Artificial Intelligence/Machine Learning Concentration:

  • Breadth Requirement: CompSci 570 (Artificial Intelligence) or CompSci 671. If you take CompSci 570, then you can count CompSci 671 towards the depth requirement.
  • Depth Requirement: In addition to the one breadth course, at least two courses from the following list.
    • CompSci 671 (Theory and Algorithms for ML); If you did not take 570, then you need to count 671 towards the breadth and not the depth requirement.
    • CompSci 590.XX (Machine Learning Algorithms),
    • CompSci 590.XX (Reinforcement Learning),
    • CompSci 527 (Computer Vision),
    • CompSci 571 (Probabilistic ML),
    • CompSci 572 (Introduction to Natural Language Processing),
    • CompSci 574 (Deep Learning Fundamentals)
  • Elective Requirement: At least one course in AI/ML-adjacent areas, from either inside or outside the department. These include, but are not restricted to the following. Please consult the DGS to check if a course you plan to take can count as an elective. You can take an extra depth course to satisfy this requirement as well.
    • CompSci 555 (Probability and Statistics for ECE)
    • CompSci 590 (Topics in Computational Biology),
    • CompSci 561 (Computational Sequence Biology),
    • CompSci 590 (Cryo-EM Analysis),
    • CompSci 590 (Computational Economics)
    • CompSci 590 (Generative Models)
    • CompSci 675 (Introduction to Deep Learning)
    • ECE 590 (Advanced Topics in Deep Learning)
    • ECE 661 (Comp. Eng. Machine Learning and Deep Neural Networks)
    • ECE 563 (Machine Learning in Adversarial Settings)

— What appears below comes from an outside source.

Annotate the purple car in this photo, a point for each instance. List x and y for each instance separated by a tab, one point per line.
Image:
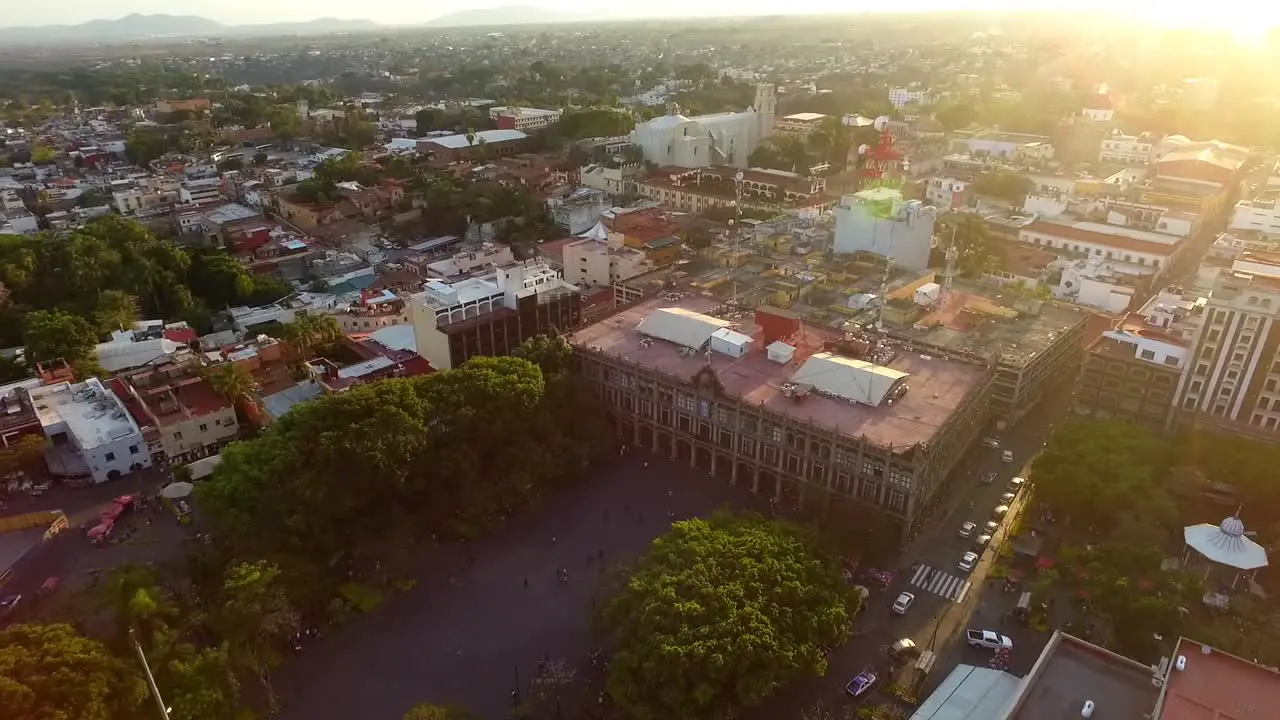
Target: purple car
862	683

Cybersecurity Concentration:

  • Breadth Requirement: CompSci 581 (Graduate Computer Security). You can also take CompSci 510 or CompSci 514 to satisfy this requirement.
  • Depth Requirement: In addition to the breadth course, at least two courses from the following list. Not all of these courses will be consistently offered, so please plan accordingly.
    • CompSci 581: Graduate Computer Security.  If you count this course towards the breadth requirement, you cannot count it towards the depth requirement. If you count this as a depth course, you need to take two other depth courses instead of one other depth and one elective course.
    • CompSci 590 (Secure Software Systems),
    • CompSci 590 (CryptoCurrency),
    • CompSci 590 (Applied Cryptography)
    • CompSci 590 (Blockchain),
    • CompSci 590 (Privacy and Fairness)
    • CompSci 590 (Cloud Security)
    • CompSci 582 (Cryptography)
  • Elective Requirement: Any one course in security-adjacent areas, from either inside or outside the department. These include, but are not restricted to the following. Please consult the DGS to check if a course you plan to take can count as an elective. You can take an extra depth course to satisfy this requirement as well.
    • CompSci 516 (Database Systems)
    • CompSci 555 (Probability and Statistics for ECE)
    • CompSci 554 (Fault Tolerant and Testable Computer Systems)
    • CompSci 590 (Comp. Arch and Hardware Acceleration)
    • CompSci 564 (Edge Computing)
    • CompSci 590 (Coding Theory)
    • CompSci 630 (Randomized Algorithms)
    • CompSci 650 (Advanced Computer Architecture)
    • ECE 663 (Machine Learning in Adversarial Settings)

Portfolio Requirement: In addition to the course requirements, the student will have to submit a final portfolio outlining what they have done in the concentration area that goes beyond merely taking courses. This could include internships, attending seminars or reading groups, mentoring undergraduate students in CS+, TA-ing courses, and so on. These activities should be associated with the planned concentration area, and this will be checked as part of the exit interview. Please list at least two such activities in the portfolio.